Holland Farms joined the Beaches to Woodlands Tour 11 years ago, offering little more than boiled peanuts. Now, Holland Farms has grown to include a maze, a pumpkin patch, a hayride and more.

“Agritourism has changed our farm greatly,” said B.J. Holland, who manages the family farm. “The amount of people wanting to visit our farm every year has helped us survive years when row crop farming would have put us out of business. It also allows our farm to stay productive without having to expand our farming acreage.”

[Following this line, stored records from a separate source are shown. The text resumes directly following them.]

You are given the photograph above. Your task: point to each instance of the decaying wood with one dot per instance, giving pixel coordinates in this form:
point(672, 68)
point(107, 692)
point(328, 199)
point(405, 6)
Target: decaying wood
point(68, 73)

That's exactly how agritourism typically works, Holdnak said.

"Most operations use their tourism component to supplement their operations rather than to carry it," he said. "Some folk do it as a commitment to passing on their culture to younger generations."

While the Beaches to Woodlands Tour encompasses dozens of events from beach activities to historic lectures to concerts, Matthews said the tour has been essential in the success of the agritourism events in the rural north part of the county.

“The first thing that comes to mind when thinking about the Emerald Coast is not all the productive farmland, forests and quaint communities we have scattered throughout the area.  People think of our wonderful beaches, schools and quality of life,” he said. “(The tour) keeps people thinking of Santa Rosa County for a bit of time even after our peak beach season has past.”